Saudi Arabian Crown Prince Mohammad bin Salman is visiting Beijing on a tour of Asia just one month after a Saudi Arabian woman made global headlines by barricading herself in a hotel at Bangkok’s Suvarnabhumi Airport to avoid being sent home to her family.
“These brave, young, intelligent women have been living in fear, in hiding and in legal limbo in Hong Kong, not knowing what their future holds,” their lawyer, Michael Vidler, said in a statement.
They hoped to find a third-country “place of safety” as soon as possible, he added.
The pair, who have renounced their Muslim faith, arrived in the Chinese territory in September last year after fleeing a family vacation in Sri Lanka and had booked a connecting flight to Australia, Vidler said.
However, the sisters, aged 18 and 20, whose identity Vidler did not reveal, were intercepted by officials during their stopover in the Asian financial hub, before they managed to escape and enter the territory as visitors, he said.
The women, who have been in hiding in the former British colony for the past five months, told the lawyer their connecting flight to Australia was canceled and that the officials tried to put them on a flight to the Saudi Arabian capital, Riyadh.
The sisters learned that the officials who intercepted them were Saudi Arabia’s consul general and vice consul general in Hong Kong, but did not explain how they came by the information, the lawyer said.
The Saudi Arabian consulate in Hong Kong did not respond to a request from reporters for comment yesterday.
“We fled our home to ensure our safety,” the women said in the statement. “We hope that we can be given asylum in a country which recognizes women’s rights and treats them as equals.
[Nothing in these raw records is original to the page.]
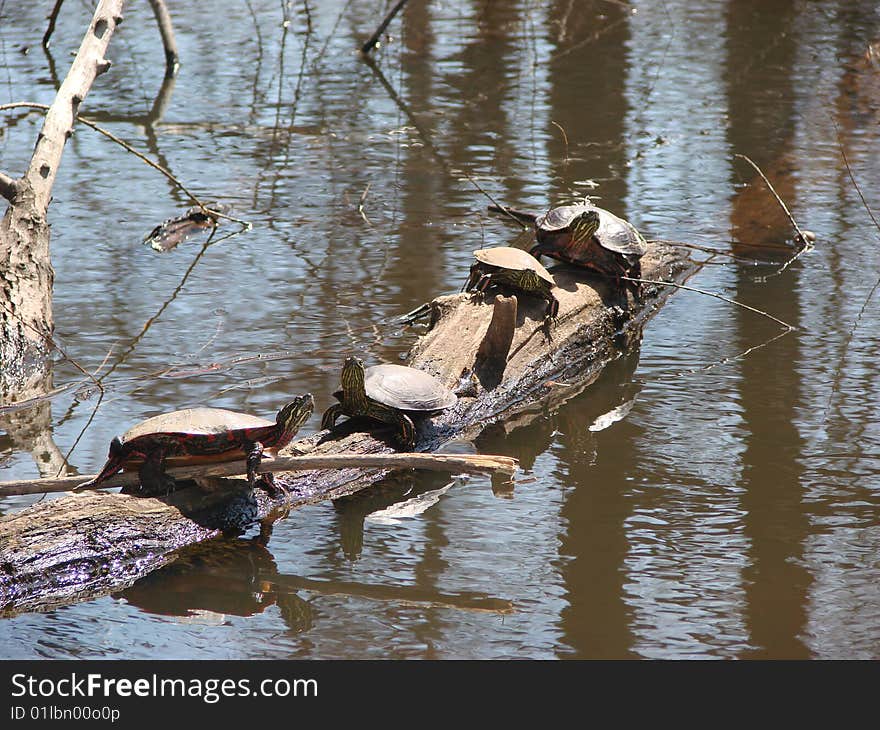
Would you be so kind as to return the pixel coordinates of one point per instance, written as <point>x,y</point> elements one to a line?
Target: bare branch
<point>59,121</point>
<point>9,187</point>
<point>53,16</point>
<point>166,30</point>
<point>459,463</point>
<point>374,39</point>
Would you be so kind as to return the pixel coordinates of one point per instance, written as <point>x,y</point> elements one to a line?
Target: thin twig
<point>374,39</point>
<point>710,294</point>
<point>52,17</point>
<point>458,463</point>
<point>804,238</point>
<point>564,139</point>
<point>122,143</point>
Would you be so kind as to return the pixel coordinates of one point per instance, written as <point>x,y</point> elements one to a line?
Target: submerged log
<point>86,545</point>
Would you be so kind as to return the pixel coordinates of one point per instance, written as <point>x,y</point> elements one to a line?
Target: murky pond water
<point>732,511</point>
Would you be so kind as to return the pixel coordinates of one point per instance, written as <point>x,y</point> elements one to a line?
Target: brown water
<point>731,512</point>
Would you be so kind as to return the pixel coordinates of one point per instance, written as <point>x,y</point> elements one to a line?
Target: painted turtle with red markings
<point>201,436</point>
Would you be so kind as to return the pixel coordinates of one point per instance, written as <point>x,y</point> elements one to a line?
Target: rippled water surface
<point>732,509</point>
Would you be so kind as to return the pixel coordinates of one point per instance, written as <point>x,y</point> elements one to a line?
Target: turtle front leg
<point>266,481</point>
<point>473,277</point>
<point>407,430</point>
<point>328,420</point>
<point>154,481</point>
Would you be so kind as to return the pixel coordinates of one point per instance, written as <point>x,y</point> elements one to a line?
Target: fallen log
<point>92,544</point>
<point>464,464</point>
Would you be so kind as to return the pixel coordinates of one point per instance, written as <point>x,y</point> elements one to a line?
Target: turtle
<point>388,393</point>
<point>515,268</point>
<point>592,237</point>
<point>201,435</point>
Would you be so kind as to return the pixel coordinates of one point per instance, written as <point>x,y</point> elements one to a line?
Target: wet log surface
<point>87,545</point>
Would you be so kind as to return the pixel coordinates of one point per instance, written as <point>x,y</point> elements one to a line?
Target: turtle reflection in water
<point>514,268</point>
<point>201,436</point>
<point>593,238</point>
<point>388,393</point>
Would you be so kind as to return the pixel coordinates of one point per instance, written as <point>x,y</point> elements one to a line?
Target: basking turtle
<point>589,236</point>
<point>198,436</point>
<point>515,268</point>
<point>388,393</point>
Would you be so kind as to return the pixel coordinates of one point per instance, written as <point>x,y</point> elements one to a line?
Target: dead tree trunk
<point>57,553</point>
<point>26,274</point>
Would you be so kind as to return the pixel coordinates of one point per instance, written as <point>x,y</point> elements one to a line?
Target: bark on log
<point>71,549</point>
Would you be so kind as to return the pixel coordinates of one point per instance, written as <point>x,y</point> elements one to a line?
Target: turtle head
<point>353,373</point>
<point>115,447</point>
<point>296,413</point>
<point>585,225</point>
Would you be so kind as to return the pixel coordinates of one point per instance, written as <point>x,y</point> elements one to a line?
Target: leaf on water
<point>408,509</point>
<point>173,231</point>
<point>612,416</point>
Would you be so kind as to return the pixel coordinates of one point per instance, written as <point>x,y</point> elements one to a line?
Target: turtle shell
<point>195,422</point>
<point>408,389</point>
<point>613,233</point>
<point>508,257</point>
We dream of being in a safe place where we can be normal young women, free from violence and oppression.”
Since September, the sisters have changed location 13 times, fearing for their safety, Vidler said.
In November last year, the Hong Kong Immigration Department told them that their Saudi Arabian passports had been invalidated and that they could only stay in the territory until Thursday next week.
Hong Kong police said only that they had received a report from “two expatriate women” and were investigating, but did not elaborate.
The department said that it would not comment on individual cases.
The incident — and last month’s case of the barricaded 18-year-old, who has since been granted asylum in Canada — spotlights Saudi Arabia’s strict social rules that require women to secure travel permission from a male “guardian,” which rights groups have said can leave them trapped as prisoners of abusive families.
Riyadh is facing unusually intense scrutiny from its Western allies over the killing of a journalist at its consulate in Istanbul, Turkey, in October and over the humanitarian consequences of its war in Yemen.